La notion de remplacement doit donc avant tout être comprise dans la perspective de la conservation et elle relève donc de la responsabilité exclusive du conseil d’administration car elle n’atteint pas la propriété commune des copropriétaires mais au contraire assure le maintien de son objet premier : l’immeuble sous sa forme initiale.

Le conseil d’administration outrepassera les limites de son devoir de conservation précisément lorsque le bien commun sera transformé ou amélioré, d’où la nécessité d’obtenir l’assentiment de l’assemblée des copropriétaires suivant les exigences de l’article 1097 C.c.Q. Comme acte de conservation, le remplacement d’une partie commune devenue ou jugée désuète ne nécessite donc pas d’intervention de l’assemblée des copropriétaires car il ne s’agit pas à strictement parler d’une «transformation» ou d’une «amélioration» des parties communes. De plus, ces travaux de conservation incluent également une démarche de «mise à jour» de l’immeuble. Dans le cas de nos nouvelles fenêtres, le fait d’en installer qui soient plus «évoluées» au plan technologique, même si cela implique une certaine amélioration de l’objet, ne constitue pas une «amélioration» de l’immeuble lui-même au sens de l’article 1097 C.c.Q.

Il faut comprendre par conséquent que le coût des travaux envisagés n’a pas d’incidence sur leur qualification de «remplacement» ou d’«amélioration ». Si un remplacement de toiture nécessite un investissement nécessaire de 250 000 $, la décision en revient quand même uniquement au conseil d’administration et si une amélioration implique des coûts de 10 000 $ seulement, la décision doit quand même être prise par l’assemblée des copropriétaires suivant les indications de l’article 1097 C.c.Q.

La répartition du pouvoir décisionnel parmi les deux organes du syndicat que sont le conseil d’administration et l’assemblée des copropriétaires empêche que celle-ci fasse directement obstruction au devoir de conservation du premier par le biais d’un vote tel que prévu à l’article 1097 C.c.Q. Ramener un remplacement des parties communes à une transformation de celles-ci aurait pour effet de paralyser cette structure décisionnelle en brouillant inutilement les pistes.

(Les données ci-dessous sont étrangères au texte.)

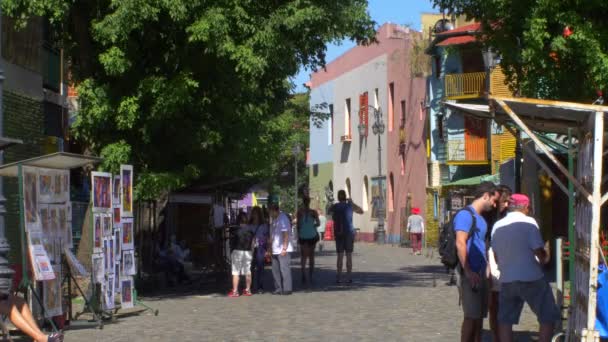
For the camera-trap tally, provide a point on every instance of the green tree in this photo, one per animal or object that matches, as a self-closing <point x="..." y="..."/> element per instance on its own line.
<point x="540" y="56"/>
<point x="186" y="89"/>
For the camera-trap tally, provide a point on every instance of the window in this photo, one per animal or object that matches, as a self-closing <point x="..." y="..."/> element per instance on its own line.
<point x="376" y="98"/>
<point x="53" y="119"/>
<point x="348" y="188"/>
<point x="391" y="106"/>
<point x="365" y="200"/>
<point x="331" y="124"/>
<point x="347" y="117"/>
<point x="391" y="193"/>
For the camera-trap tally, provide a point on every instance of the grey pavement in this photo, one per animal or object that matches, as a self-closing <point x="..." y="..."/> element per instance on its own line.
<point x="395" y="296"/>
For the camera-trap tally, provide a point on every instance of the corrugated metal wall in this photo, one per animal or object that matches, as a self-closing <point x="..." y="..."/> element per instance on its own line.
<point x="503" y="149"/>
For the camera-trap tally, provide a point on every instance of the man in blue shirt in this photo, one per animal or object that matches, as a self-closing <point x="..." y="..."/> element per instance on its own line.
<point x="342" y="215"/>
<point x="471" y="229"/>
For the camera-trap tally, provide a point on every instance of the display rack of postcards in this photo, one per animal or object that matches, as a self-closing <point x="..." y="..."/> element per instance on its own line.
<point x="113" y="258"/>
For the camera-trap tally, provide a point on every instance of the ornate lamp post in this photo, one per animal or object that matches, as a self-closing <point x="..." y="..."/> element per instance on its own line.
<point x="378" y="130"/>
<point x="296" y="153"/>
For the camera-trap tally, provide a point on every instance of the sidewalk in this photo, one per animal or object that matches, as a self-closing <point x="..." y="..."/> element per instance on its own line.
<point x="395" y="297"/>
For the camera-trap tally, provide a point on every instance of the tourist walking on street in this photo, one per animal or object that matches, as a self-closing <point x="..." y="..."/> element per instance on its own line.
<point x="281" y="248"/>
<point x="344" y="233"/>
<point x="321" y="228"/>
<point x="308" y="221"/>
<point x="241" y="243"/>
<point x="471" y="228"/>
<point x="520" y="251"/>
<point x="501" y="210"/>
<point x="415" y="227"/>
<point x="261" y="234"/>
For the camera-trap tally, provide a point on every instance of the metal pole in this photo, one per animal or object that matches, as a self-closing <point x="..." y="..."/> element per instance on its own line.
<point x="571" y="233"/>
<point x="6" y="273"/>
<point x="380" y="233"/>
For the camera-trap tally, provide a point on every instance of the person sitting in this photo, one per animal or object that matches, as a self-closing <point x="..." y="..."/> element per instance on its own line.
<point x="17" y="310"/>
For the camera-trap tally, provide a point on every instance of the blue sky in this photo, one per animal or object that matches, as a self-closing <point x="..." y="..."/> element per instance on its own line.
<point x="382" y="11"/>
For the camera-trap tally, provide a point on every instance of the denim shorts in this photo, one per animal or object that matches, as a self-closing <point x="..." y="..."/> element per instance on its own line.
<point x="345" y="243"/>
<point x="537" y="294"/>
<point x="474" y="301"/>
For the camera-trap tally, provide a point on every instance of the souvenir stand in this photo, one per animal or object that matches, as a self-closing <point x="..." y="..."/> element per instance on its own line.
<point x="113" y="258"/>
<point x="584" y="123"/>
<point x="45" y="225"/>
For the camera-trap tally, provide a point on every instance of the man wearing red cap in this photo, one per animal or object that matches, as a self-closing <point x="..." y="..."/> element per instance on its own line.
<point x="415" y="226"/>
<point x="520" y="251"/>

Cela ne signifie pas pour autant que les copropriétaires n’ont pas voix au chapitre à ce sujet. L’article 1072 du Code civil oblige en effet le conseil d’administration à consulter l’assemblée des copropriétaires sur les questions budgétaires et à cette fin, un budget prévisionnel doit obligatoirement être annexé à l’avis de convocation de l’assemblée annuelle, comme l’indique l’article 1087 C.c.Q.

1 400-05-000330-945, [1995] R.D.I. 57 (C.S.)

2 Bernard c. Syndicat des copropriétaires Condo Formula 1, 505-05-001228-953,AZ- 96023024 (C.S.)